La vallée du Doubs, surnommée la vallée d’Or, à cause du sablon de son lit qui, dit-on, roule des paillettes, serpente entre deux chaînes très élevées dont les flancs sont boisés. Au premier tournant de la route, on aperçoit le Château de la Roche.
Ce qu’on désigne sous le nom de Château de la Roche est un souterrain naturel qui s’enfonce dans les flancs de la montagne à une immense profondeur, sous un rideau de rochers perpendiculaires, d’une hauteur de deux cent cinquante pieds sur une longueur horizontale de quinze cents.
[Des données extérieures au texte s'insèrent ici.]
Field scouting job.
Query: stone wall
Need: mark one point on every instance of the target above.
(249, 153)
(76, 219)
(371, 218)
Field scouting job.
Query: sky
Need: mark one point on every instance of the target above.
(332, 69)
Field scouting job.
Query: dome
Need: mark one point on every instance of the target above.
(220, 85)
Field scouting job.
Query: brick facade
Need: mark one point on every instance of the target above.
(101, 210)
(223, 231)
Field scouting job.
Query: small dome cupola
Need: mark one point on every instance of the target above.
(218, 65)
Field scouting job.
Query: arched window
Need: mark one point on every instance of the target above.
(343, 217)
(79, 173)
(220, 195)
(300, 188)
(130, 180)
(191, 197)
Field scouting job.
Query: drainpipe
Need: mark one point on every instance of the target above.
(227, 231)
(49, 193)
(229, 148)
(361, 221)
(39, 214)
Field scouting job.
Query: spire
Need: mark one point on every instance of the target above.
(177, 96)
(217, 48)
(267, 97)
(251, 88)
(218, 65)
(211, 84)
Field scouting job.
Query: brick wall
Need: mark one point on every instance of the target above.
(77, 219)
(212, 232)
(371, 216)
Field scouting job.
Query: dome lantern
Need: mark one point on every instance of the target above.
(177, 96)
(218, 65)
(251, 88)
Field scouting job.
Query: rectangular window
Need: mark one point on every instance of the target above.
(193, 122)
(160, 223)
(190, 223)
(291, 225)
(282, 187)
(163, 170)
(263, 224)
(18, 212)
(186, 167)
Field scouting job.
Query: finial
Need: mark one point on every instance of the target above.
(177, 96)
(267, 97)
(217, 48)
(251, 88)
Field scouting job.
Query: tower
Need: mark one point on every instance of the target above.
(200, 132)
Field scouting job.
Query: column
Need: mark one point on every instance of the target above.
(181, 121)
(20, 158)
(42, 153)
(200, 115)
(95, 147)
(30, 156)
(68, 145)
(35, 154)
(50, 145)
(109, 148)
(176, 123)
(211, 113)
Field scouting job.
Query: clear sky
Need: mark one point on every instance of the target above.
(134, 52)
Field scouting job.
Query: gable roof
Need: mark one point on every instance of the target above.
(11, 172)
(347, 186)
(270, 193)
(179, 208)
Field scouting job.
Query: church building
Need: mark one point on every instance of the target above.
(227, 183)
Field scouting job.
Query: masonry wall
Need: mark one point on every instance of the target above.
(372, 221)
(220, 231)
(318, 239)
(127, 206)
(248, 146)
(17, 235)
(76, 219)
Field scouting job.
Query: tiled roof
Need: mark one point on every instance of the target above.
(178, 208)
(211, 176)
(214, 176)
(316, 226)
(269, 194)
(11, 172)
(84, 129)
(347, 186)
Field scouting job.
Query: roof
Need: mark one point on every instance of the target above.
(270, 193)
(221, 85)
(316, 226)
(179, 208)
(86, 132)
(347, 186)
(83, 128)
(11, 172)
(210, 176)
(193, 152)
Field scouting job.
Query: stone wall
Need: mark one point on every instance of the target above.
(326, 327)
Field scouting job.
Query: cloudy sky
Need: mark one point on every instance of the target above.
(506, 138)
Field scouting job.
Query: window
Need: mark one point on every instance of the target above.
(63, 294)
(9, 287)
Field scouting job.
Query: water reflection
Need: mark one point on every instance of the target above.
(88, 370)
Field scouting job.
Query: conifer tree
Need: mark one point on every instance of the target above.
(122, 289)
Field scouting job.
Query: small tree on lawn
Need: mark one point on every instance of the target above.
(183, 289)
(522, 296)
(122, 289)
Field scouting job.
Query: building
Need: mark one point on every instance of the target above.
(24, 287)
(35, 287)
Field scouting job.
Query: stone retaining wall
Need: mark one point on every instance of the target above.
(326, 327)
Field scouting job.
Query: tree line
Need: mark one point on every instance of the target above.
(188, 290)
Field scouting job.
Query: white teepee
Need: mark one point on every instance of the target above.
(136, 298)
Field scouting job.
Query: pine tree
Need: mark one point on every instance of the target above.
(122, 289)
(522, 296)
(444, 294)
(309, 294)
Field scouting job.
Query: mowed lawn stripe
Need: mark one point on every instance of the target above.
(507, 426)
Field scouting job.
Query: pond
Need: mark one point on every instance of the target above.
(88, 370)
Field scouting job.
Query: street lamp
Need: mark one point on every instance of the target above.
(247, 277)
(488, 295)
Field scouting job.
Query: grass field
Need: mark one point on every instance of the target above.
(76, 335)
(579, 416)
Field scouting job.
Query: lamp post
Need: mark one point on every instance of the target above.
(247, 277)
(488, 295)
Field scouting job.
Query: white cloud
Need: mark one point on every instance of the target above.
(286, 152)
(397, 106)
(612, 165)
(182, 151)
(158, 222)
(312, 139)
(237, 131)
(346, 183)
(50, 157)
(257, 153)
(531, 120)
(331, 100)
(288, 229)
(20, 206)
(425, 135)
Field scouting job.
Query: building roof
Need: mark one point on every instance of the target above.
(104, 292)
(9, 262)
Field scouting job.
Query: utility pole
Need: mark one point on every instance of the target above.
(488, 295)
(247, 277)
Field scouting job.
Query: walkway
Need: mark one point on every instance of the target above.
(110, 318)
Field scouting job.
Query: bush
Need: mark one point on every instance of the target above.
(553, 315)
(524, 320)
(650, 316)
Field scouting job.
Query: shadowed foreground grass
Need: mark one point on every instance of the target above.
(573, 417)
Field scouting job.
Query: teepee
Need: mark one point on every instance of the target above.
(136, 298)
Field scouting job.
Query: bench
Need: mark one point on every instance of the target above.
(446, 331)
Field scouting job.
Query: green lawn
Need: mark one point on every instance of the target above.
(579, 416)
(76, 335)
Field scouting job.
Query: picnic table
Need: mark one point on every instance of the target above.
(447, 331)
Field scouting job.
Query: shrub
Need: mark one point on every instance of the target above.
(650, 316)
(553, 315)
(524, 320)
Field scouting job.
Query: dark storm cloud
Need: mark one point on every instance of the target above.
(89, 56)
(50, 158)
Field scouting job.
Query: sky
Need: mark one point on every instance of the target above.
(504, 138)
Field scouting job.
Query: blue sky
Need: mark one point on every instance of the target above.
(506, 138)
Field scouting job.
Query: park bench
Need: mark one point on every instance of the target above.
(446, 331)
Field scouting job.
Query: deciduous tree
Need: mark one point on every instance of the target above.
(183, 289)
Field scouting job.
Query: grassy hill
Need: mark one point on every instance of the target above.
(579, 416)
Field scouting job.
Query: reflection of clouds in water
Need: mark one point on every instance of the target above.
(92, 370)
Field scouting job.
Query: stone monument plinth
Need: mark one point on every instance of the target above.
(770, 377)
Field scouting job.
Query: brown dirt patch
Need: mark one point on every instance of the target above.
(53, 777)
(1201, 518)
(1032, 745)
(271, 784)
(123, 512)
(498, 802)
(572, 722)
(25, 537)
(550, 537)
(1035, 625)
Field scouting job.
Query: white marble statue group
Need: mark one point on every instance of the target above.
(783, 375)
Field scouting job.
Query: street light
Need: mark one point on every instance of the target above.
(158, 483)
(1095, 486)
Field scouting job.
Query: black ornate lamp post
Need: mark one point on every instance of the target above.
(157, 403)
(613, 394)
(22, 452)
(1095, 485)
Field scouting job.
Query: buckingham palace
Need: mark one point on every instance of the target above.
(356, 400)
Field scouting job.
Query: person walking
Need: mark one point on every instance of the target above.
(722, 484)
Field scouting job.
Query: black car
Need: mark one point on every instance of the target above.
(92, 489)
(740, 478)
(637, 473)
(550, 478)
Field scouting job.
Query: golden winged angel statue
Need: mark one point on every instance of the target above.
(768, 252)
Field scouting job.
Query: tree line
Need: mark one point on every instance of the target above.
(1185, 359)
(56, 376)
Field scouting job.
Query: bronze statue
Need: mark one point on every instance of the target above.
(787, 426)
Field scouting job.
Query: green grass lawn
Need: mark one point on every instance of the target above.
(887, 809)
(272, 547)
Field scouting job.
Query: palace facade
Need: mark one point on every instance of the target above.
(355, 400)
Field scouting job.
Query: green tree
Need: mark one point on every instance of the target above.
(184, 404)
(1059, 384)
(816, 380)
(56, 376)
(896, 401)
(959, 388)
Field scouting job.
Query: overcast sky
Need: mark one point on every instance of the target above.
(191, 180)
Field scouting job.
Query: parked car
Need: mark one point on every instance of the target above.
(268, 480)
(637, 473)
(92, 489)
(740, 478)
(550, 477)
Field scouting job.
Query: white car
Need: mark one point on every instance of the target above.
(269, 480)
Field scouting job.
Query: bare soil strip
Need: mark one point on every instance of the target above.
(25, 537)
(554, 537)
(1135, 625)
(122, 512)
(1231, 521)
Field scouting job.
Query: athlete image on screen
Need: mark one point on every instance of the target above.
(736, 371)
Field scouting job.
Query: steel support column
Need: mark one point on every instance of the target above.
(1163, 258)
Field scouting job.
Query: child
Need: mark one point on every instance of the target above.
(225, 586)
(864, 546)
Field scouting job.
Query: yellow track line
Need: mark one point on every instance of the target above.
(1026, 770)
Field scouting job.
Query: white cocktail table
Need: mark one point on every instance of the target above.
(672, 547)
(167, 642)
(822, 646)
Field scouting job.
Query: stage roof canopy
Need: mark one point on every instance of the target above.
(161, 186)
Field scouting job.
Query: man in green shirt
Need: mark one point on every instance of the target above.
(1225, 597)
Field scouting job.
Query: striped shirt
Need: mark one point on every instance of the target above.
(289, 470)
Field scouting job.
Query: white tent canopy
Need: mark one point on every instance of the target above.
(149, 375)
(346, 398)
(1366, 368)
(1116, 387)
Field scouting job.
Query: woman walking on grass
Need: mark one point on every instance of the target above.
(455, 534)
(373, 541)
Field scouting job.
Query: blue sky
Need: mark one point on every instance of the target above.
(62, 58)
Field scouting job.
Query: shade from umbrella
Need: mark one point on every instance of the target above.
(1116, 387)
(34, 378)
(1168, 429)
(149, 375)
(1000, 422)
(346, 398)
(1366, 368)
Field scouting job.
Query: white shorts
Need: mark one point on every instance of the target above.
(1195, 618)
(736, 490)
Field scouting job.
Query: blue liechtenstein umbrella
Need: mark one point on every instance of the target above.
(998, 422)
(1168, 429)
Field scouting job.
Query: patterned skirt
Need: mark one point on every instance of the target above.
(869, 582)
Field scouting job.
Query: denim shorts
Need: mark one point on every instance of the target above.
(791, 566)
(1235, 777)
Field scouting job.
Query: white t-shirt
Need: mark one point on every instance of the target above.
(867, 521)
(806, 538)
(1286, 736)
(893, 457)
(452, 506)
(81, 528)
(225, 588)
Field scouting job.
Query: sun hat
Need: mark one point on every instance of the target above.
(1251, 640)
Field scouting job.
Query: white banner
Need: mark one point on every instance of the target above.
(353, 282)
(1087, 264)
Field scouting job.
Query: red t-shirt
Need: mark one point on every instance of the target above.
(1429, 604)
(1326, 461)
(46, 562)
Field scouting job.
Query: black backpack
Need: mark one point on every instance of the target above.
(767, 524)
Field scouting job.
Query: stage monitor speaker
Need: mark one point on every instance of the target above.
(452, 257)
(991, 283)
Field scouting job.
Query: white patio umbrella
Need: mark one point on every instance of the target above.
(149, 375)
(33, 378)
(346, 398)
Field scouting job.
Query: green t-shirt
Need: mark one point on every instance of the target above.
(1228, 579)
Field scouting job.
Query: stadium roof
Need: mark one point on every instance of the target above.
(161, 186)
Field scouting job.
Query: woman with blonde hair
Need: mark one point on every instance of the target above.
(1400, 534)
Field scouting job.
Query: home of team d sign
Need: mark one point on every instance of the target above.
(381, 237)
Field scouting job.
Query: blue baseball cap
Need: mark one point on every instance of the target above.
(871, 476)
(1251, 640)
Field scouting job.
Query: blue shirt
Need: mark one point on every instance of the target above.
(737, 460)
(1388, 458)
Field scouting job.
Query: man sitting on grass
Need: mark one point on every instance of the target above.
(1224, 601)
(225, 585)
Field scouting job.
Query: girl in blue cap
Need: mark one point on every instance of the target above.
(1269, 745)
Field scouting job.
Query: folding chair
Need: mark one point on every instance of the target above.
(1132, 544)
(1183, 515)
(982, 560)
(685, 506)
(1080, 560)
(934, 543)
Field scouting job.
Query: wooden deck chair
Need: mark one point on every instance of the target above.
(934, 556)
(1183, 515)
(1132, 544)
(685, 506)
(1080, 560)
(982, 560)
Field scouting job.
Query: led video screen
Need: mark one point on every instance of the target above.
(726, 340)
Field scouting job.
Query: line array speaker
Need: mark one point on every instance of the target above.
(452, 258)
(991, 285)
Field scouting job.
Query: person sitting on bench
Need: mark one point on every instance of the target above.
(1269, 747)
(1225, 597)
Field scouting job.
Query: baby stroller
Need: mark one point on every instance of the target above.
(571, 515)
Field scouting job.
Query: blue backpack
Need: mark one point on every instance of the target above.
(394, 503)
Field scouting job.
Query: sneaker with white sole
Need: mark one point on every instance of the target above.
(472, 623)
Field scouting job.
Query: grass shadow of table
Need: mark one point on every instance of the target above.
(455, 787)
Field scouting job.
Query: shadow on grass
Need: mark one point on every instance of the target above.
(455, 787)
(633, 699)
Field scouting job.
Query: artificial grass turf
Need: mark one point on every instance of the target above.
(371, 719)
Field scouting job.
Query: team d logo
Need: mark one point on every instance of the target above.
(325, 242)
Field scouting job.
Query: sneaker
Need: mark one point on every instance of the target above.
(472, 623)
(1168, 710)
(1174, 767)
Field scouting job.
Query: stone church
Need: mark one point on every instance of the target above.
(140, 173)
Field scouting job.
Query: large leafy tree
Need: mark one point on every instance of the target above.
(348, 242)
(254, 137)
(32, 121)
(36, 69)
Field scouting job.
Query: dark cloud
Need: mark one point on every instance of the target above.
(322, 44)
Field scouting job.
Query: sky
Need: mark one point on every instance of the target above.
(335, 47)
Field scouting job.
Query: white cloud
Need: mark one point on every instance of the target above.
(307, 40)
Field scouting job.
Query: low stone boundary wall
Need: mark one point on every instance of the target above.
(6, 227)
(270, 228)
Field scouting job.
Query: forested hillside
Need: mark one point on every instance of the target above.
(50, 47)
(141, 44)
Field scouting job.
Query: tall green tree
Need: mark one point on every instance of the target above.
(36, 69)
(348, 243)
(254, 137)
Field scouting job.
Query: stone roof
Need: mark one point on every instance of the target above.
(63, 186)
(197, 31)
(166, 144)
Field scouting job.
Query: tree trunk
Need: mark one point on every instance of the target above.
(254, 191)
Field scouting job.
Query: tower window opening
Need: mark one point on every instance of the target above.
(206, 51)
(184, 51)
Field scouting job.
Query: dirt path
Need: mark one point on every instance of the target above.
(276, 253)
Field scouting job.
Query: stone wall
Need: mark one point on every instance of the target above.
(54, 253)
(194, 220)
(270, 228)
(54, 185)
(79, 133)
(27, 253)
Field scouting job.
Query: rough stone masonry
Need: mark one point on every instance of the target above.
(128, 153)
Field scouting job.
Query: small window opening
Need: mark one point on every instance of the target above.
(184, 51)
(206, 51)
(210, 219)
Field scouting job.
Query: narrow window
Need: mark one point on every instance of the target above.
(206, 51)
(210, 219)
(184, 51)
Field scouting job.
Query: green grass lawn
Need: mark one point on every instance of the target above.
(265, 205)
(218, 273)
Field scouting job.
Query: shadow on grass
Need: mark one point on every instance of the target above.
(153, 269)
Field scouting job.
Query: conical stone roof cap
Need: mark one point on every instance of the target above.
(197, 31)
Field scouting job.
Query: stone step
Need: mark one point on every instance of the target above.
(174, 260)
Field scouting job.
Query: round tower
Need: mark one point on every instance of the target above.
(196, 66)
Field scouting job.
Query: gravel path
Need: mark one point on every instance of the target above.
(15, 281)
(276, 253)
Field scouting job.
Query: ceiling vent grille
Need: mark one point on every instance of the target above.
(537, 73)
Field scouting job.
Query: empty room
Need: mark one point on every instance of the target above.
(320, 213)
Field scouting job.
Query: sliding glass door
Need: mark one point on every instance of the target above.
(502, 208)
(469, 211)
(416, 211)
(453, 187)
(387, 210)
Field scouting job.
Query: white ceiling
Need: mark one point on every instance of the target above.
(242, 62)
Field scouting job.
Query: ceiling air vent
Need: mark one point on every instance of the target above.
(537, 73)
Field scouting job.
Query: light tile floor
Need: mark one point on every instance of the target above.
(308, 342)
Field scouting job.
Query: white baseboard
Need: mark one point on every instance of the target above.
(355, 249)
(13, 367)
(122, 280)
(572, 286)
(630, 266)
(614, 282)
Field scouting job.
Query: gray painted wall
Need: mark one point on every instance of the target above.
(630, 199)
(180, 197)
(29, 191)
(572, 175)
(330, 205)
Des plantes et des arbustes, accrochés dans les crevasses, forment un magnifique encadrement de verdure à l’ouverture cintrée, qui mesure cent cinquante pieds d’élévation sur soixante de largeur. À l’entrée, un écho répète sept fois le cri des aigles. En avançant, on marche en ligne brisée sous les voûtes où pendent des stalactites en forme de cônes renversés, qui brillent à la
- ↑ Outre ces quatre routes, de nombreux chemins de montagne
conduisent à des villages et à des fermes. L’un va au Château de la
Roche par derrière les Vergers, les Seignes, le Rocher qui pleure,
la ferme et le moulin. — Un autre va à la Barbèche par les Cent-Ans,
Biel, Chaux et Châtillon. — Un troisième rejoint le village de
Montandon, au-dessus du Fondereau, par Blanche-Terre. — Un
quatrième conduit aux villages de Chamesol et de Montécheroux,
par la chapelle de Notre-Dame-du-Mont, en suivant un large et
vaste plateau.
Quand on interroge une carte d’état-major, on voit par quelles courbes des chemins, qui semblent conduire à des directions opposées, se rejoignent au sommet de la même montagne. Cette particularité s’explique par le croisement des spirales tournantes.